The simplest option is a scanner to turn your invoices and receipts into pdf files and a system of electronic folders to organise the pdfs. I would recommend a basic folder structure along the following lines. If you find your folders getting more complex, then maybe you need to look for a more robust solution.
1. Year folder
2. Month folders within each year
3. Sales and expenses folders within each month
Cloud accounting system
If you’re using a cloud accounting system, most will allow you to attach scanned receipts to your transaction. This makes it easier for checking as everything is in one place. Many cloud systems have a dedicated email address you can use to forward and upload invoices that you receive via email. Most also have a mobile or tablet app that lets you snap and upload a photo of your receipt; great for recording travel and subsistence expenses on the go. If you generate your sales invoices from your accounting system those records will be there as well.
Remember, if you’re using a cloud accounting system and close your business, you may need to continue paying some subscription fees to retain your records for the required period.
Receipt processing services
Going one step further, there are also dedicated receipt processing services which link to the cloud accounting software. Receipts can be sent to the service in a variety of ways including via an app, via email or via an upload to their website. These services do more of the work for you, processing the information from your scanned images so that all you have to do is allocate the expense. Examples include ReceiptBank and AutoEntry.

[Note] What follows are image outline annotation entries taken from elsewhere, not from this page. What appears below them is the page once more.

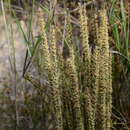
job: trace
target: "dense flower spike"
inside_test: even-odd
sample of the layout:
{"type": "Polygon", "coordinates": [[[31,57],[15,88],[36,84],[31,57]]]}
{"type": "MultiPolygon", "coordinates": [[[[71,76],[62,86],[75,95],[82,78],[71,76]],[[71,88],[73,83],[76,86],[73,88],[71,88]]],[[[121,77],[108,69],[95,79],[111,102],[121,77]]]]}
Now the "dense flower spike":
{"type": "Polygon", "coordinates": [[[44,68],[45,71],[50,71],[51,69],[51,61],[50,61],[50,52],[49,52],[49,46],[48,46],[48,40],[47,40],[47,34],[46,34],[46,23],[43,16],[42,9],[39,9],[38,11],[38,17],[39,17],[39,26],[40,26],[40,34],[43,42],[41,43],[41,56],[44,59],[44,63],[41,63],[44,66],[41,66],[44,68]]]}
{"type": "Polygon", "coordinates": [[[109,43],[108,43],[108,21],[105,9],[98,12],[98,33],[97,46],[100,48],[100,78],[98,94],[98,112],[100,115],[99,129],[106,130],[106,96],[108,87],[108,67],[109,67],[109,43]]]}
{"type": "Polygon", "coordinates": [[[69,76],[69,82],[70,82],[69,89],[71,92],[71,100],[73,106],[74,129],[84,130],[81,108],[80,108],[80,92],[79,92],[79,85],[78,85],[78,75],[76,71],[75,54],[74,54],[74,47],[72,43],[72,26],[70,20],[71,20],[70,15],[68,15],[67,27],[66,27],[67,28],[66,41],[69,47],[69,57],[66,59],[67,74],[69,76]]]}
{"type": "MultiPolygon", "coordinates": [[[[78,54],[76,55],[73,43],[71,15],[67,13],[66,18],[62,41],[65,43],[64,49],[66,50],[63,50],[63,46],[57,45],[54,25],[50,25],[50,40],[48,41],[43,12],[39,10],[39,25],[43,40],[41,43],[43,58],[41,68],[47,75],[50,85],[50,99],[54,108],[56,130],[110,130],[112,54],[109,50],[106,10],[104,6],[101,6],[97,12],[94,12],[91,33],[88,29],[86,5],[79,4],[79,25],[82,39],[80,39],[82,52],[79,55],[82,65],[79,70],[76,66],[78,54]],[[89,33],[94,38],[91,39],[93,40],[91,48],[89,33]],[[81,78],[80,83],[79,78],[81,78]]],[[[28,80],[32,82],[31,78],[28,80]]]]}
{"type": "Polygon", "coordinates": [[[42,43],[42,56],[44,58],[44,69],[48,75],[48,79],[51,86],[51,95],[52,102],[54,104],[54,113],[55,113],[55,122],[56,129],[63,130],[63,121],[62,121],[62,109],[61,109],[61,95],[59,89],[59,73],[58,73],[58,63],[57,63],[57,54],[56,54],[56,38],[55,38],[55,29],[52,27],[52,43],[49,51],[49,45],[47,41],[45,21],[43,19],[42,11],[39,10],[39,25],[41,29],[41,37],[43,39],[42,43]]]}
{"type": "Polygon", "coordinates": [[[106,97],[106,130],[112,128],[111,113],[112,113],[112,54],[109,52],[108,60],[108,86],[107,86],[107,97],[106,97]]]}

Make sure you scan both sides of the document if necessary
Ensure that your documents are backed up, ideally in more than one way
Make sure you can read your scanned copy before you get rid of the original
How long do you need to keep your records?
If you are self employed, whatever format you use, you will need to keep your records for 22 months after the end of the tax year e.g. records that fall into 2016-17 need to be kept until January 2019. If you submit your tax return late, it’s 15 months after you sent in the return.
A limited company needs to keep records for 6 years from the end of the company financial year that they relate to. Longer if they cover more than one period, relate to an asset with a lifespan longer than 6 years, if you submitted the return late or are having a compliance check on that return.
So if you’re short on space, want to save some trees or just hate the clutter that papers records create, fire up that scanner and get going with digital!